Iraq’s $53 billion (Dh194.5bn) energy deal to boost the oil production of Opec’s second-biggest producer will strengthen the Iraqi government’s fiscal position as it looks to revive the economy in the aftermath of a devastating war against militants, Moody’s Investors Service said.
Earlier this month, Iraq’s oil minister said an agreement was reached with global energy major Exxon Mobil and PetroChina to raise production at southern oilfields of Nahr Bin Umar and Ar-Ratawi to 500,000 barrels per day (bpd) from the current 125,000 bpd.
The agreement will generate $400bn in additional revenue for the government over a 30-year time horizon, according to Iraqi officials.
“We expect the deal to support economic growth and government finances,” Moody’s said in its latest note on Iraq. “When the extra oil production is fully online, it will add around 4 per cent of GDP annually to government revenue and export receipts, strengthening the country’s foreign-exchange reserves position.”

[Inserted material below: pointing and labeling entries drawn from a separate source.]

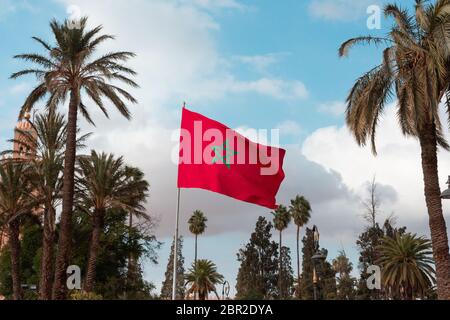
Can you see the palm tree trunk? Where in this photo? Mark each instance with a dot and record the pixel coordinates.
(93, 250)
(195, 264)
(65, 233)
(45, 285)
(131, 265)
(298, 263)
(437, 224)
(280, 271)
(14, 245)
(195, 255)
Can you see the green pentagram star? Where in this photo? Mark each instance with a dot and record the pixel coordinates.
(222, 154)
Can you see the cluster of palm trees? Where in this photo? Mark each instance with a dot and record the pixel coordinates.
(69, 70)
(300, 212)
(202, 278)
(407, 266)
(415, 68)
(34, 186)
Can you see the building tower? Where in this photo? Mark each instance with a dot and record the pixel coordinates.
(24, 132)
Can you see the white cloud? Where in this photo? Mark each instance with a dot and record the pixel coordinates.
(20, 88)
(334, 108)
(10, 6)
(276, 88)
(340, 10)
(398, 165)
(289, 128)
(216, 4)
(261, 63)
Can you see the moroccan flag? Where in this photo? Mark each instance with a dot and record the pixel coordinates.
(213, 157)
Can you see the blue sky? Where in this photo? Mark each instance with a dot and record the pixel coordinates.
(249, 64)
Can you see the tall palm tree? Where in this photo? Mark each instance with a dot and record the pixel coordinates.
(415, 68)
(105, 183)
(47, 140)
(300, 210)
(15, 201)
(135, 200)
(197, 226)
(68, 69)
(203, 278)
(407, 265)
(281, 220)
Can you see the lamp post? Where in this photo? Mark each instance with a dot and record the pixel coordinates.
(317, 258)
(446, 193)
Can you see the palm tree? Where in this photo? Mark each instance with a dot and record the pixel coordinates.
(136, 200)
(68, 69)
(15, 201)
(407, 265)
(105, 183)
(281, 220)
(197, 226)
(415, 68)
(300, 210)
(47, 140)
(203, 278)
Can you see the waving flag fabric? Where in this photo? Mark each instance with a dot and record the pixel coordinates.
(213, 157)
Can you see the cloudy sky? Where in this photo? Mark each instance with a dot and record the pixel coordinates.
(249, 64)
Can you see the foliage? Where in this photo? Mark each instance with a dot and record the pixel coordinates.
(166, 289)
(197, 222)
(326, 286)
(202, 278)
(407, 265)
(258, 271)
(345, 282)
(367, 244)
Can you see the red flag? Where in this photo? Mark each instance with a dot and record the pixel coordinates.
(213, 157)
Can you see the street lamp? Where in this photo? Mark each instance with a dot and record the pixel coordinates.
(317, 258)
(446, 193)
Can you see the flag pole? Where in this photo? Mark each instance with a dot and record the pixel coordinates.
(175, 248)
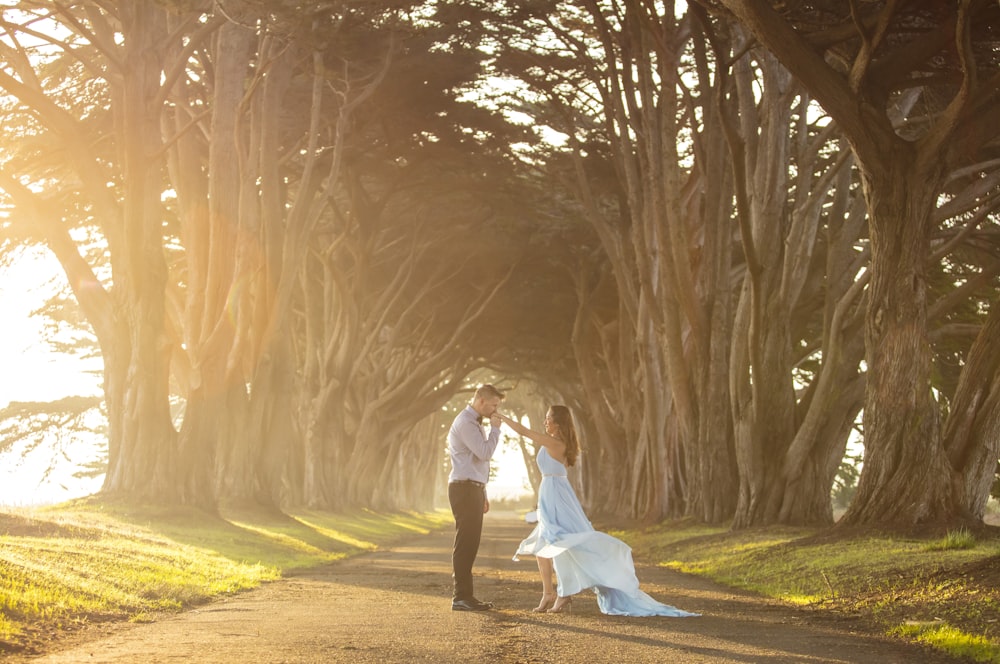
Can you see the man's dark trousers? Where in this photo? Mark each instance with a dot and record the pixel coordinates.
(467, 501)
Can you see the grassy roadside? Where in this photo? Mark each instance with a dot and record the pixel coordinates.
(91, 561)
(944, 592)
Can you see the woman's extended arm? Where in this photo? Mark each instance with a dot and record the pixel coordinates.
(555, 446)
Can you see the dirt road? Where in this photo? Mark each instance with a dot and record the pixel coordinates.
(394, 606)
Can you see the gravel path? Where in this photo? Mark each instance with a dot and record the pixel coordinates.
(394, 606)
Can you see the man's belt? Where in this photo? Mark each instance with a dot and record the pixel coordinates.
(481, 485)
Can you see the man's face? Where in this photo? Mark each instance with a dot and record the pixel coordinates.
(488, 406)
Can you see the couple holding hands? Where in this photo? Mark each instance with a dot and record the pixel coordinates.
(563, 542)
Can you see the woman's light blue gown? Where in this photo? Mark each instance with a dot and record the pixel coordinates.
(584, 557)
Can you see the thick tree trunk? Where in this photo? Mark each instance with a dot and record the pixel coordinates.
(906, 479)
(972, 432)
(144, 462)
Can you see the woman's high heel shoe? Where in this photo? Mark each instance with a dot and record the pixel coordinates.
(546, 603)
(562, 604)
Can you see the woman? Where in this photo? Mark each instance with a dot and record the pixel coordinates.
(565, 542)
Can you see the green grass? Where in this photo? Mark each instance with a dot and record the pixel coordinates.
(943, 592)
(90, 560)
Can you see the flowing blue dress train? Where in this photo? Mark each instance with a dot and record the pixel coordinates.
(583, 557)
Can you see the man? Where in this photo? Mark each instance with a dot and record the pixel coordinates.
(470, 450)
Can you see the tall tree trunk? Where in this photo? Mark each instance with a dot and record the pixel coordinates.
(907, 477)
(972, 433)
(145, 462)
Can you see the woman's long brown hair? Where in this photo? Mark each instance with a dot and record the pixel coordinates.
(563, 419)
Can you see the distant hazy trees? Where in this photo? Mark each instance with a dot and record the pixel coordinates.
(715, 235)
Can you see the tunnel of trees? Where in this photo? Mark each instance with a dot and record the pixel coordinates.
(731, 235)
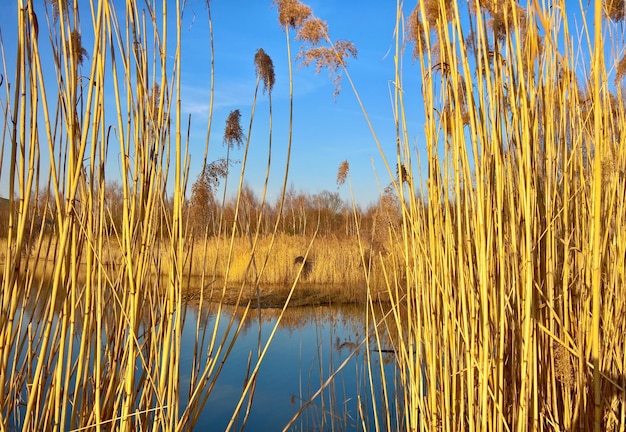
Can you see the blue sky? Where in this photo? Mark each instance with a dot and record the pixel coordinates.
(326, 130)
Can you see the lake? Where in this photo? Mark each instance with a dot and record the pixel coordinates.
(310, 344)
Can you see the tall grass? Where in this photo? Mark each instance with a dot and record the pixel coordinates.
(512, 317)
(508, 313)
(92, 317)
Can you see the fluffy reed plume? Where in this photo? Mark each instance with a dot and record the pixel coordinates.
(312, 31)
(265, 69)
(292, 13)
(508, 307)
(233, 133)
(614, 9)
(342, 173)
(92, 291)
(76, 45)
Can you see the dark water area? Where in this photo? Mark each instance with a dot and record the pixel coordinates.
(310, 344)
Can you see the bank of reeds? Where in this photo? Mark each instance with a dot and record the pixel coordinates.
(92, 317)
(509, 310)
(513, 312)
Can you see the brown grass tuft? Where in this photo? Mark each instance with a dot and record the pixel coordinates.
(313, 31)
(342, 172)
(233, 133)
(292, 13)
(614, 9)
(78, 51)
(332, 58)
(265, 69)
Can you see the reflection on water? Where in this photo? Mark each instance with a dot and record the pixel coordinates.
(310, 345)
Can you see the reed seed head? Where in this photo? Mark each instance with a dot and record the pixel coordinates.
(78, 51)
(233, 133)
(415, 32)
(55, 5)
(614, 9)
(265, 69)
(434, 11)
(313, 31)
(342, 173)
(332, 58)
(564, 371)
(292, 13)
(620, 68)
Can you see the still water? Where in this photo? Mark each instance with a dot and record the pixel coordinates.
(310, 344)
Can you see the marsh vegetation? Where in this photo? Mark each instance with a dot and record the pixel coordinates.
(501, 265)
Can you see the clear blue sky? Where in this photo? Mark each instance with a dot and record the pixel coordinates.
(326, 131)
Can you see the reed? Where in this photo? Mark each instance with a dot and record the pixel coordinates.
(507, 311)
(92, 316)
(514, 270)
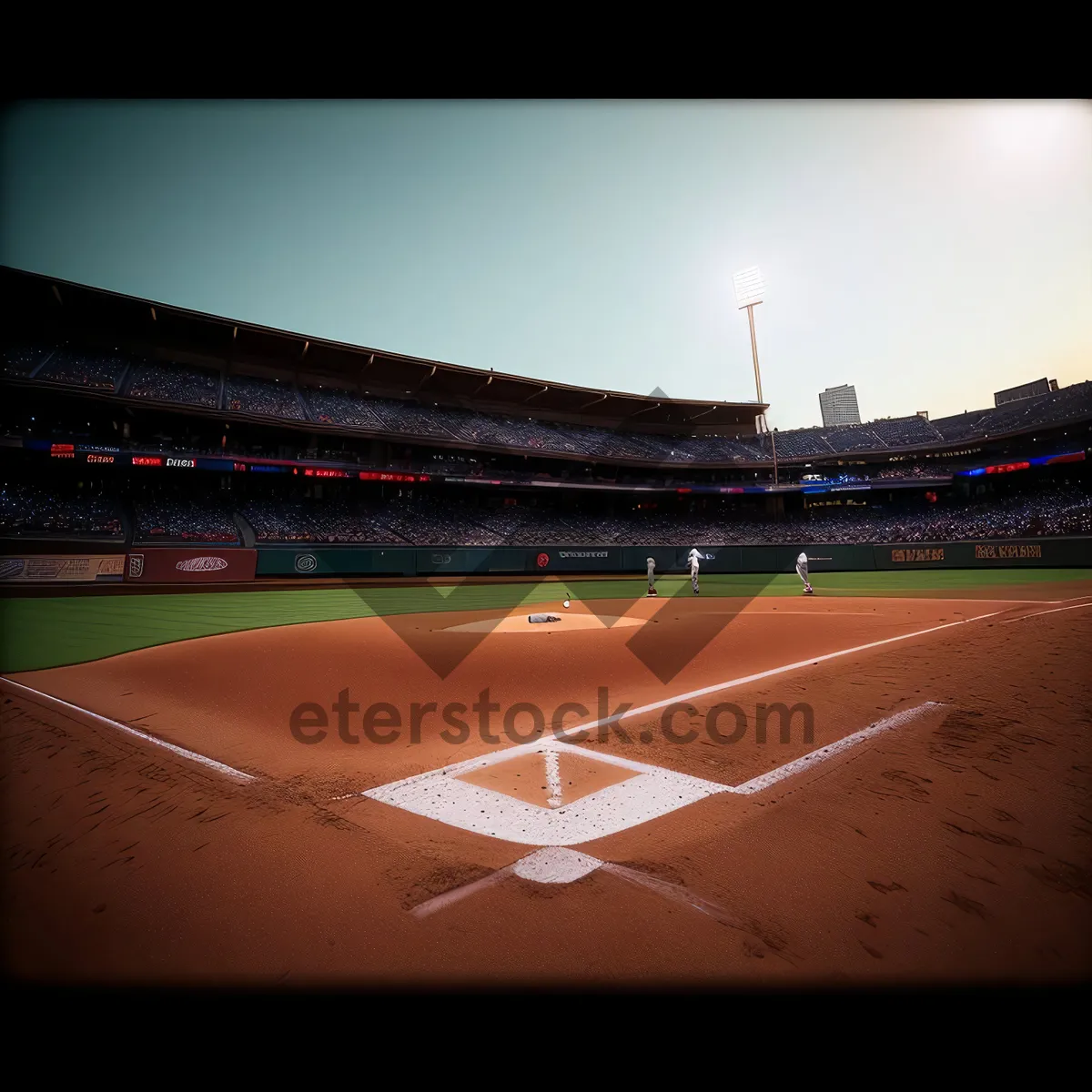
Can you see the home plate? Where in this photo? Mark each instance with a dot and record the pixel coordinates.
(580, 804)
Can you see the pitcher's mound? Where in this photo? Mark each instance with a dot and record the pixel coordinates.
(519, 623)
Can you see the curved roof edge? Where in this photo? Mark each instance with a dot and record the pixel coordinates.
(55, 300)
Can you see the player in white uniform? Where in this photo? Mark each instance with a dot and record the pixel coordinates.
(802, 571)
(693, 557)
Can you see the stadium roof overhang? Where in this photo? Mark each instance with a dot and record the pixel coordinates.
(48, 304)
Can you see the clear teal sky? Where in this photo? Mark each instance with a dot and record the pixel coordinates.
(929, 254)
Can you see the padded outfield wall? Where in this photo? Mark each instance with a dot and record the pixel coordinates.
(279, 561)
(181, 565)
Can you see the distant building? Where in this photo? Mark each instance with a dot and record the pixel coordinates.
(839, 405)
(1026, 391)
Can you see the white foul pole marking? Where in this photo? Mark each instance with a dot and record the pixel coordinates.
(48, 699)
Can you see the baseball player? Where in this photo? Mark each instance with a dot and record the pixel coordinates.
(693, 557)
(802, 571)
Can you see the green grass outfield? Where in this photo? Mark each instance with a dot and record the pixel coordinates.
(50, 632)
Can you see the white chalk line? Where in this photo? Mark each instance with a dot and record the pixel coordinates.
(813, 759)
(743, 680)
(565, 735)
(174, 748)
(554, 778)
(654, 793)
(1037, 614)
(558, 865)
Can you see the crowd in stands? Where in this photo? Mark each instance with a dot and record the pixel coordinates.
(162, 520)
(77, 369)
(423, 420)
(32, 511)
(20, 360)
(174, 382)
(266, 397)
(1067, 403)
(316, 522)
(427, 521)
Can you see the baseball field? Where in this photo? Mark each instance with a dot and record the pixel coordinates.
(408, 784)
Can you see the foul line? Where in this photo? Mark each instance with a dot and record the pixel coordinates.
(895, 721)
(48, 699)
(1078, 606)
(716, 688)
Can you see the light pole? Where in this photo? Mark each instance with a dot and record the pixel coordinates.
(751, 288)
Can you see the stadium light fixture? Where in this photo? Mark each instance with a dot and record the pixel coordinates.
(751, 290)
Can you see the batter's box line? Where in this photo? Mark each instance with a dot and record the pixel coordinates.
(654, 792)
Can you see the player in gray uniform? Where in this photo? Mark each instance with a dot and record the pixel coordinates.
(693, 558)
(802, 571)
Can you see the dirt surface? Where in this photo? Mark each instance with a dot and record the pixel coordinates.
(954, 847)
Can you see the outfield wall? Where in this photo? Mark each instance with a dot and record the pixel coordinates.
(180, 565)
(281, 561)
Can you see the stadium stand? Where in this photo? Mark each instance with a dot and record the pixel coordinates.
(34, 511)
(174, 382)
(83, 369)
(185, 521)
(1068, 403)
(426, 521)
(266, 397)
(20, 360)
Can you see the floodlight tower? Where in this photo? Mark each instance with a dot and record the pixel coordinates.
(751, 288)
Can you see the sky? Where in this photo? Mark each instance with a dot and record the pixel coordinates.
(931, 254)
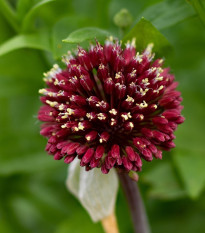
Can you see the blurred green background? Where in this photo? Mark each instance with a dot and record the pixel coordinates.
(33, 197)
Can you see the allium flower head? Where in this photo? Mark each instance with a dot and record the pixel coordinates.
(110, 107)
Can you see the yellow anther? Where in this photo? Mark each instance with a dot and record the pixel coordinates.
(52, 104)
(42, 91)
(130, 99)
(113, 111)
(101, 116)
(143, 104)
(80, 126)
(70, 111)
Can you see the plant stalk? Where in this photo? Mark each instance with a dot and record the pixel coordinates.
(137, 209)
(110, 224)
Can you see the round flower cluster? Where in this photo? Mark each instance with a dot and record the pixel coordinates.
(110, 107)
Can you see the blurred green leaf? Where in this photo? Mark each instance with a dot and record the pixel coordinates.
(144, 33)
(167, 13)
(9, 14)
(163, 181)
(86, 34)
(190, 164)
(34, 41)
(199, 8)
(23, 7)
(58, 33)
(71, 225)
(32, 162)
(29, 16)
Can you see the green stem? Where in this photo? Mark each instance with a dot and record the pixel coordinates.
(9, 14)
(137, 209)
(199, 8)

During the construction phase, the project will “also boost non-oil growth and employment in the country”, which needs to create more jobs to contain social discontent, Moody’s said.
As part of the deal, Exxon Mobil and PetroChina will also build storage tanks, pumps, pipelines and offshore terminals that will simultaneously increase Iraq’s oil export capacity, which is currently limited to around 3.8 million bpd and is the key constraint on the country’s ability to increase production.
The companies also plan to capture and process 100 million cubic feet of associated natural gas per day (cfpd), a 10 per cent increase over the present production level and a step towards the government’s target of 3 billion cfpd by 2022, according to Moody’s.
Iraq has the world’s fifth-largest stock of oil reserves with its hydrocarbon wealth concentrated in the southern Basra province and in the north of the country near Kirkuk and Mosul. However, little investment and infrastructure constraints following decades of armed conflict and security challenges have left a significant portion of the country’s hydrocarbon potential unexploited.
Large fiscal and current account imbalances since the three-year oil price decline in 2014 and the costly military conflict with ISIS nearly doubled Iraq’s government debt burden to 66 per cent of GDP by 2016, from 32 per cent in 2013. The country’s foreign-exchange reserves nearly halved to $42bn from $74bn. However, higher oil prices since mid-2017 subsequently have improved its finances and Moody’s estimated the government posted a budget surplus of around 6.5 per cent of GDP in 2018.
“In an environment of moderate oil prices, averaging $60 to $65 per barrel over the next two years, we expect Iraq’s fiscal balance to return to deficit in 2019 and 2020, and government debt to increase again to around 55 per cent of GDP in 2020 from 51.5 per cent in 2018,” the rating agency said.
“We also expect foreign-exchange reserves to decline over the next two years from a peak of around $60bn at the end of 2018.”
Beyond 2020, Moody’s estimated the signed deal could accelerate Iraq’s oil production, pushing the budget and the current account closer to balance, even in a moderate oil price environment.